- Directed by: Gurbir Singh Grewal
- Produced by: Anuradha Prasad
- Starring: Jimmy Sheirgill Kulraj Randhawa Deep Dhillon Manav Vij Kanwaljeet
- Cinematography: Harmeet Singh
- Music by: Jaidev Kumar
- Distributed by: B.A.G. Films
- Release date: 6 October 2006;
- Country: India
- Language: Punjabi

= Mannat (film) =

Mannat (Transl: Wish) is a Punjabi Film directed by Gurbir Singh Grewal. This movie is produced by famous Bollywood producer, Anuradha Prasad.

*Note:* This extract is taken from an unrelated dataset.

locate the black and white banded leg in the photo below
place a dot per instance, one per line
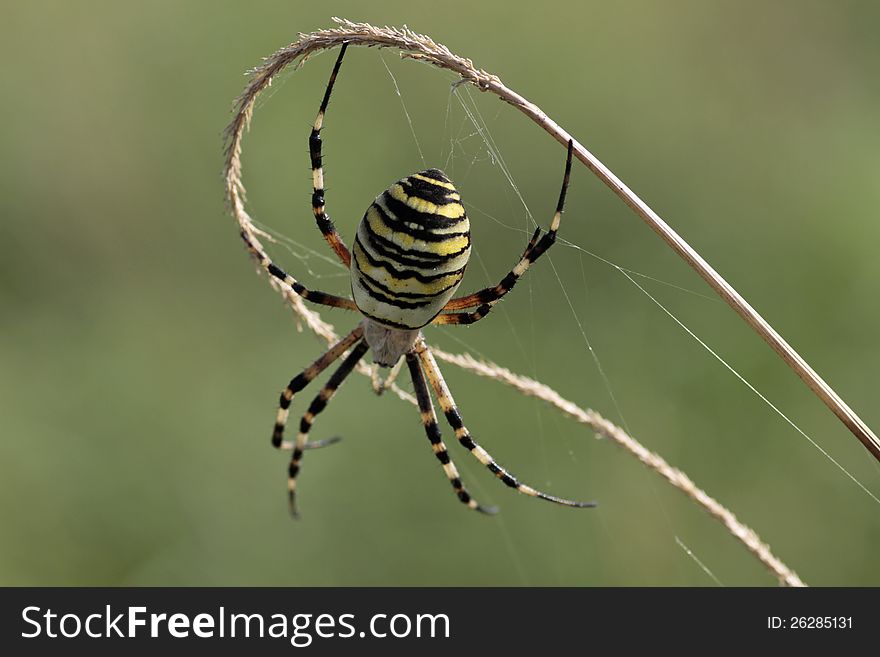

The film was distributed by B.A.G. Films.
It was released in October 2006. It stars Jimmy Sheirgill, Kulraj Randhawa, Manav Vij and Kanwaljit Singh. It was the debut film of Randhawa, a famous TV actress, and the second Punjabi film of Shergill, after Yaaran Naal Baharan.

==Plot overview==
During the year 1985, reminiscent of an era of turmoil in Punjab, an army officer, Nihal Singh, falls in love with a local village girl named Prasinn Kaur. Their romance ultimately leads to a marriage but the fate has tragedy in store for them. Nihal's unit is dispatched to Siachen Glacier and he has to leave his pregnant wife under the care of a couple who are his neighbours. However, due to an unfortunate incident, Prasinn dies after giving birth to a baby girl. Her neighbour, who is desperate to become a mother, steals the child. From here the misery of the army officer starts. A twist in the story sends him to prison for serving a life term. After completing the sentence his search for his daughter starts again. This story is all about love, passion, hatred, betrayal and romance. Motivated from a true incident, which the director came across in 1996, the film brings out various facts of human behavior in a true Punjabi flavour and spirit.